SRE C2C jobs
Contract
Location: Onsite in Buffalo NYC
Key Responsibilities
Reliability & Operations
Define, measure, and enforce SLOs, SLAs, and error budgets across all critical services.
Own incident management end-to-end: detection, triage, escalation, mitigation, and post-mortems.
Build and maintain runbooks, playbooks, and on-call rotation schedules.
Conduct blameless post-incident reviews and drive systemic improvements to prevent recurrence.
Java Development & Automation
Design and maintain Java-based microservices, reliability tooling, and automation frameworks.
Collaborate with development teams to embed SRE best practices during the SDLC (code reviews, CI/CD gates).
Implement chaos engineering experiments to proactively surface weaknesses in production systems.
Develop self-healing automation scripts and toil-reduction tooling in Java and Python/Shell.

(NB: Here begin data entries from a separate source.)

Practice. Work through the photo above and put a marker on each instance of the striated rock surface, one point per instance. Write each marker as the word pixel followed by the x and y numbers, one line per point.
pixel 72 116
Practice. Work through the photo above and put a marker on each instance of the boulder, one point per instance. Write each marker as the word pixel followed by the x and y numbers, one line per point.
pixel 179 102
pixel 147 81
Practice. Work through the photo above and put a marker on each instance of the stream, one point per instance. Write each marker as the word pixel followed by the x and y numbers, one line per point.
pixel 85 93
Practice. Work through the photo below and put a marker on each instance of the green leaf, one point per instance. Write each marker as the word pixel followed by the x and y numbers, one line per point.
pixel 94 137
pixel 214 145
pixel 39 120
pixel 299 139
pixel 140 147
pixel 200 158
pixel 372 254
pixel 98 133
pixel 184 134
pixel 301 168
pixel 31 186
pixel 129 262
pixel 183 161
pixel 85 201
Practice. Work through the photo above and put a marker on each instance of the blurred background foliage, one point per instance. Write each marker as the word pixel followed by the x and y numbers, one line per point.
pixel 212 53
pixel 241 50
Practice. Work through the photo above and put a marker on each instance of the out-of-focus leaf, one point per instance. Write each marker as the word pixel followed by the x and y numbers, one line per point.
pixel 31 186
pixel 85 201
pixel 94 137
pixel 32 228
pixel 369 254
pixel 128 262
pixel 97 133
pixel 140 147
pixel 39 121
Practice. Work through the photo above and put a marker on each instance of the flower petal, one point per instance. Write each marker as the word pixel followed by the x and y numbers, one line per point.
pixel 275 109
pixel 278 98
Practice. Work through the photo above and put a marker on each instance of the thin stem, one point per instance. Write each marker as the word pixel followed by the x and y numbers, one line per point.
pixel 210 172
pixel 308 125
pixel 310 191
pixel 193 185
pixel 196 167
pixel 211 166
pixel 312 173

Observability — Kibana & Dynatrace
Design and own the full observability strategy: structured logging, distributed tracing, and real-time metrics.
Build, maintain, and optimize Kibana dashboards, index patterns, and Elasticsearch pipelines for log analytics.
Configure and manage Dynatrace monitoring — including OneAgent deployment, Davis AI problem detection, service flows, and synthetic monitoring.
Create alerting rules and anomaly detection policies in Dynatrace aligned to SLO thresholds.
Correlate signals across Kibana and Dynatrace to enable rapid root cause analysis during incidents.
Infrastructure & Platform
Manage and improve CI/CD pipelines (Jenkins, GitHub Actions, or similar) for reliability-focused deployments.
Support Kubernetes/Docker-based infrastructure; optimize resource utilization and autoscaling policies.
Collaborate with Security and Compliance on hardening production environments and managing vulnerabilities.
Drive capacity planning, load testing, and performance benchmarking initiatives.
Required Skills & Qualifications
Core Technical Requirements
10+ years of hands-on SRE, DevOps, or backend engineering experience in production environments.
Strong Java development proficiency — Spring Boot, microservices architecture, REST APIs, JVM tuning.
Demonstrable expertise with Kibana — dashboard creation, KQL queries, index lifecycle management (ILM), Beats/Logstash pipelines.
Hands-on Dynatrace experience — OneAgent, Smartscape topology, Davis AI, SLO configuration, Synthetic monitoring, DQL/USQL.
Solid understanding of distributed systems, fault tolerance patterns, and CAP theorem.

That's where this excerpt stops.